One case, Earl Washington's, is examined. Governor Wilder commuted his sentence to life in prison rather than grant a pardon to Washington, and he keeps the DNA test results secret from even his own attorneys.
Two other cases will be featured. One is the Texas case of Roy Criner who despite two DNA tests in the past three years that refute the testimony that convicted him, nevertheless remains in prison. Clyde Charles, 46, was luckier because the evidence had not been lost or destroyed, as it has been in most similar cases and lucky because the Innocence Project successfully sued the state in 1998 to allow Charles to be retested.. He made national news a few days before Christmas when he walked out of the Louisiana State penitentiary at Angola, cleared by DNA evidence after serving 18 years in prison for a crime he did not commit.
Law Professor Barry Scheck of the Innocence Project at New York's Benjamin N. Cardozo Law School at Yeshiva University has helped free Charles and almost 70 other inmates with DNA testing techniques that were not available when the men were convicted.
Those who have previewed this program say that we will observe that innocence is not a basis for getting out of prison, because many prosecutors refuse to reopen cases after DNA evidence shows they have jailed the wrong man.

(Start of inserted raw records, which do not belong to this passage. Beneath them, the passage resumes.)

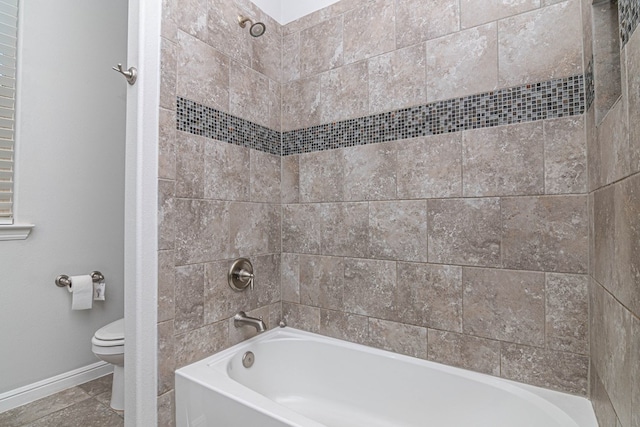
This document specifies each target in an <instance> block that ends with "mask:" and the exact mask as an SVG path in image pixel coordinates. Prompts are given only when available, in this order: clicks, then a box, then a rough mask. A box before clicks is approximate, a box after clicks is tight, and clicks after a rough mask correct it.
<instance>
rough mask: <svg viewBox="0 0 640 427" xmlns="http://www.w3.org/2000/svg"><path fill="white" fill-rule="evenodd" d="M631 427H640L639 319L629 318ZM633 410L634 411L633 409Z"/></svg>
mask: <svg viewBox="0 0 640 427" xmlns="http://www.w3.org/2000/svg"><path fill="white" fill-rule="evenodd" d="M630 353H631V374H630V377H631V425H632V426H633V427H638V426H640V411H638V410H637V408H640V319H638V317H633V316H632V317H631V350H630ZM634 408H635V409H634Z"/></svg>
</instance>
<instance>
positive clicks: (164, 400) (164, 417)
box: [158, 390, 176, 427]
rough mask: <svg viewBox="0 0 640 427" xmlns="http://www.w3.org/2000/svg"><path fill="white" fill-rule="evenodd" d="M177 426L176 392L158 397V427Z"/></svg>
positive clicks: (168, 426) (169, 392) (172, 391)
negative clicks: (175, 399)
mask: <svg viewBox="0 0 640 427" xmlns="http://www.w3.org/2000/svg"><path fill="white" fill-rule="evenodd" d="M175 425H176V411H175V392H174V391H173V390H171V391H170V392H168V393H165V394H163V395H162V396H159V397H158V427H175Z"/></svg>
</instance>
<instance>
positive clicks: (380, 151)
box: [337, 143, 397, 201]
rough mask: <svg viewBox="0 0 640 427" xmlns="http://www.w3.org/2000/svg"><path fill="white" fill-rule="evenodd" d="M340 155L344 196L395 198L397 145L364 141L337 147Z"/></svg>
mask: <svg viewBox="0 0 640 427" xmlns="http://www.w3.org/2000/svg"><path fill="white" fill-rule="evenodd" d="M337 151H338V153H339V154H342V156H343V162H344V163H343V164H344V183H343V186H344V191H343V194H344V199H345V200H350V201H360V200H393V199H395V198H396V170H397V165H396V145H395V144H394V143H379V144H367V145H362V146H359V147H350V148H345V149H342V150H337Z"/></svg>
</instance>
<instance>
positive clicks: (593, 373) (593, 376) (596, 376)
mask: <svg viewBox="0 0 640 427" xmlns="http://www.w3.org/2000/svg"><path fill="white" fill-rule="evenodd" d="M589 380H590V388H589V391H590V395H589V400H591V404H592V406H593V412H594V413H595V415H596V419H597V420H598V426H599V427H617V423H616V420H617V417H616V411H615V409H613V405H612V404H611V399H609V395H608V394H607V390H605V388H604V385H603V384H602V381H601V380H600V377H599V376H598V372H597V371H596V369H595V366H593V363H592V364H591V370H590V373H589Z"/></svg>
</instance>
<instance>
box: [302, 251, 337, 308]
mask: <svg viewBox="0 0 640 427" xmlns="http://www.w3.org/2000/svg"><path fill="white" fill-rule="evenodd" d="M343 300H344V262H343V260H342V258H335V257H325V256H322V257H321V256H313V255H300V302H301V303H302V304H305V305H310V306H314V307H320V308H326V309H330V310H342V308H343Z"/></svg>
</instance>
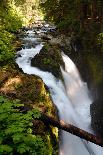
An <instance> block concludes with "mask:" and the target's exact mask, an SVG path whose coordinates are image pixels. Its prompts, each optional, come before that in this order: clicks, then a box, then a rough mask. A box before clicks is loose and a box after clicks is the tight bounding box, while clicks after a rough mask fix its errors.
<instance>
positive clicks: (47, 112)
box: [0, 66, 58, 155]
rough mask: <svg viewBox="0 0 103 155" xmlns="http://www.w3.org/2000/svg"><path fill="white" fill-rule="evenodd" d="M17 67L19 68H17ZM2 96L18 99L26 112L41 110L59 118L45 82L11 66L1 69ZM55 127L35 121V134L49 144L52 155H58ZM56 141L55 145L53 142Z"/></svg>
mask: <svg viewBox="0 0 103 155" xmlns="http://www.w3.org/2000/svg"><path fill="white" fill-rule="evenodd" d="M16 67H17V66H16ZM0 75H2V76H0V95H2V96H6V97H7V98H9V99H10V100H15V99H18V100H20V103H23V104H24V109H22V110H23V111H24V112H25V111H26V110H30V109H32V108H34V109H35V108H36V109H39V110H40V111H41V112H43V113H45V114H47V115H49V116H52V117H54V118H56V119H58V118H57V110H56V107H55V106H54V104H53V102H52V100H51V97H50V94H49V92H48V91H47V89H46V88H45V84H44V83H43V81H42V80H41V79H40V78H39V77H38V76H35V75H27V74H24V73H23V72H21V71H20V70H18V68H16V69H14V68H13V67H10V66H5V67H4V68H0ZM49 128H51V129H53V130H56V129H55V128H54V127H50V126H49V125H48V126H47V125H45V124H44V123H43V122H42V121H40V120H35V121H34V128H33V130H34V131H33V132H34V134H35V135H40V136H41V137H42V138H43V140H44V142H46V143H47V144H48V147H49V149H50V150H51V154H52V155H57V154H58V137H56V135H57V133H58V131H57V132H55V133H54V132H53V131H52V130H50V129H49ZM54 141H55V144H53V142H54Z"/></svg>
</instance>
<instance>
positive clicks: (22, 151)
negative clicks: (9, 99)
mask: <svg viewBox="0 0 103 155" xmlns="http://www.w3.org/2000/svg"><path fill="white" fill-rule="evenodd" d="M19 102H20V101H19V100H13V101H10V100H8V99H6V98H4V97H3V96H0V154H1V155H14V154H15V155H16V154H18V155H21V154H23V155H44V154H45V155H49V152H48V149H47V142H46V141H43V139H42V138H41V136H39V135H34V134H33V123H32V119H33V117H34V118H39V117H40V116H41V115H40V113H39V111H38V110H37V109H33V110H31V111H28V112H25V113H22V112H21V111H20V107H21V106H23V104H20V103H19Z"/></svg>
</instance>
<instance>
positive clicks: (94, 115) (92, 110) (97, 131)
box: [90, 99, 103, 138]
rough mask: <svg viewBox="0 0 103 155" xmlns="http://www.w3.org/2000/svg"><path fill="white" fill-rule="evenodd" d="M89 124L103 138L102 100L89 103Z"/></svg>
mask: <svg viewBox="0 0 103 155" xmlns="http://www.w3.org/2000/svg"><path fill="white" fill-rule="evenodd" d="M90 111H91V125H92V128H93V129H94V131H95V132H96V133H97V134H98V135H100V136H101V137H102V138H103V100H99V99H98V100H96V101H94V102H93V104H91V107H90Z"/></svg>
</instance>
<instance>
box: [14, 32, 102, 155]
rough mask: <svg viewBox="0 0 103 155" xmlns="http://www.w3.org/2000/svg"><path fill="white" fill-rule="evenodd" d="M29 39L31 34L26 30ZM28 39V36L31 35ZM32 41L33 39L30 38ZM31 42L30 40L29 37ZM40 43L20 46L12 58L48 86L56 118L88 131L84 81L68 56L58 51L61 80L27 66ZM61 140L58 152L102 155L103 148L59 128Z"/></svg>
mask: <svg viewBox="0 0 103 155" xmlns="http://www.w3.org/2000/svg"><path fill="white" fill-rule="evenodd" d="M28 33H30V35H29V41H30V37H32V36H33V35H34V33H33V35H32V32H31V31H28ZM31 40H32V38H31ZM34 40H35V39H34ZM32 41H33V40H32ZM42 47H43V44H42V42H41V44H40V43H38V45H36V47H35V48H30V49H22V50H21V51H19V52H18V55H21V57H18V58H17V59H16V62H17V64H18V65H19V67H20V68H22V70H23V72H24V73H27V74H34V75H37V76H39V77H41V78H42V80H43V81H44V83H45V84H46V85H47V86H48V87H49V90H50V93H51V97H52V100H53V102H54V104H55V105H56V107H57V108H58V111H59V117H60V119H62V120H63V121H65V122H67V123H71V124H73V125H75V126H77V127H80V128H82V129H84V130H86V131H89V132H92V131H91V128H90V122H91V118H90V104H91V103H92V100H91V98H90V97H89V92H88V89H87V85H86V83H84V82H83V81H82V80H81V78H80V75H79V72H78V70H77V68H76V66H75V64H74V63H73V62H72V60H70V58H69V57H68V56H66V55H65V54H64V53H62V58H63V61H64V63H65V70H63V68H62V67H61V71H62V75H63V78H64V83H65V84H63V83H62V81H61V80H57V79H56V78H55V77H54V76H53V75H52V74H51V73H49V72H44V71H41V70H40V69H38V68H36V67H32V66H31V65H30V62H31V58H33V57H34V56H35V55H36V54H37V53H39V52H40V50H41V49H42ZM61 136H62V138H61V139H62V142H61V143H60V151H59V155H82V154H83V155H102V154H103V149H102V147H99V146H97V145H95V144H92V143H90V142H87V141H85V140H83V139H80V138H79V137H77V136H74V135H72V134H70V133H67V132H65V131H62V133H61Z"/></svg>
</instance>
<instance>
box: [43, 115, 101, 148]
mask: <svg viewBox="0 0 103 155" xmlns="http://www.w3.org/2000/svg"><path fill="white" fill-rule="evenodd" d="M40 120H42V121H43V122H44V124H48V125H52V126H54V127H57V128H58V129H62V130H64V131H67V132H69V133H71V134H73V135H75V136H78V137H80V138H83V139H85V140H87V141H90V142H92V143H94V144H97V145H99V146H102V147H103V139H102V138H100V137H98V136H95V135H93V134H91V133H88V132H86V131H84V130H82V129H80V128H78V127H75V126H73V125H71V124H67V123H65V122H63V121H62V120H60V121H57V120H55V119H54V118H52V117H50V116H47V115H45V114H42V117H41V118H40Z"/></svg>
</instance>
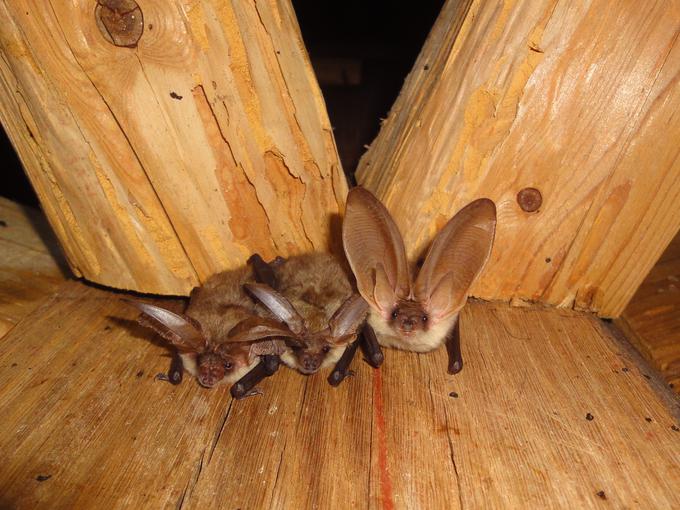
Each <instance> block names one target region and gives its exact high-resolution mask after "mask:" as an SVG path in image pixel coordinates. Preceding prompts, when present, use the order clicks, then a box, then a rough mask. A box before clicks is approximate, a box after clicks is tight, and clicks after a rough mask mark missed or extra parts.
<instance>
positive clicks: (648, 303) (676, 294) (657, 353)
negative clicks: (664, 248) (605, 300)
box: [618, 235, 680, 393]
mask: <svg viewBox="0 0 680 510" xmlns="http://www.w3.org/2000/svg"><path fill="white" fill-rule="evenodd" d="M618 323H619V325H620V326H621V328H622V329H623V330H624V331H625V332H626V334H627V336H628V338H629V339H630V341H631V342H632V343H633V344H634V345H635V347H636V348H637V349H638V350H639V351H640V353H642V355H643V356H644V357H645V358H646V359H647V360H648V361H649V362H650V363H651V364H652V365H653V366H655V367H656V369H657V370H659V372H661V374H662V375H663V377H664V379H665V381H666V382H667V383H668V384H670V385H672V387H673V389H674V390H675V392H676V393H680V235H678V236H676V237H675V239H673V241H672V242H671V244H669V245H668V248H667V249H666V251H665V252H664V253H663V255H662V256H661V258H660V259H659V261H658V262H657V263H656V264H655V265H654V267H653V268H652V270H651V271H650V273H649V274H648V275H647V277H646V278H645V280H644V281H643V282H642V285H640V288H639V289H638V291H637V292H636V293H635V295H634V296H633V299H631V301H630V303H629V304H628V306H627V307H626V309H625V310H624V312H623V315H622V316H621V319H619V321H618Z"/></svg>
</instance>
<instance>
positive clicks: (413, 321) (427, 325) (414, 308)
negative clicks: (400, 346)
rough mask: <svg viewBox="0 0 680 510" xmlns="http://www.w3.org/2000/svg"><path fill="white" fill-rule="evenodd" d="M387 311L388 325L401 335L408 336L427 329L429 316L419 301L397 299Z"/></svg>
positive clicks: (386, 319)
mask: <svg viewBox="0 0 680 510" xmlns="http://www.w3.org/2000/svg"><path fill="white" fill-rule="evenodd" d="M387 312H388V316H387V318H386V320H387V322H388V323H389V325H390V327H391V328H392V329H394V330H395V331H396V332H397V333H399V334H400V335H401V336H403V337H410V336H412V335H415V334H417V333H418V332H420V331H427V330H428V329H429V322H430V316H429V314H428V312H427V311H426V310H425V309H424V308H423V306H422V304H421V303H418V302H416V301H410V300H399V301H398V302H397V304H396V306H395V307H394V308H392V309H391V310H390V309H388V310H387Z"/></svg>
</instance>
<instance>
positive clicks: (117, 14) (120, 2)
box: [94, 0, 144, 48]
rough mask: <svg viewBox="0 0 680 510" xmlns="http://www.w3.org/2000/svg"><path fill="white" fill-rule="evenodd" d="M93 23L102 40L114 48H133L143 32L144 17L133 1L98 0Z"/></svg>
mask: <svg viewBox="0 0 680 510" xmlns="http://www.w3.org/2000/svg"><path fill="white" fill-rule="evenodd" d="M94 17H95V21H96V22H97V26H98V27H99V31H100V32H101V33H102V35H103V36H104V39H106V40H107V41H109V42H110V43H111V44H113V45H114V46H122V47H125V48H134V47H136V46H137V42H138V41H139V39H140V38H141V37H142V32H143V31H144V15H143V14H142V10H141V9H140V8H139V5H137V2H135V1H134V0H99V1H98V2H97V7H96V8H95V11H94Z"/></svg>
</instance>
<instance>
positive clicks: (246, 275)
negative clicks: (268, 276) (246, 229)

After the broadcast, viewers are urged to visit the film's companion web site at www.pbs.org/wgbh/pages/frontline/shows/case/index.html for more on this report including surprising facts and statistics on DNA evidence and the criminal justice system. JD readers will want to take a closer look at some of the cases covered in "The Case for Innocence," read a selection of the extended interviews. Also available is the 1999 report from the National Commission on the Future of DNA Evidence on how DNA test results have threatened the credibility of the nation's courts.
To get a tape of the show, contact PBS video at 1-800 344-3337 (East Coast) or 1-800 328-7271 (West Coast).
Ofra Bikel has been responsible for many important FRONTLINE programs, and this one is an absolute must-see.
After you see this show, we hope you will be moved to action in behalf of the wrongly convicted.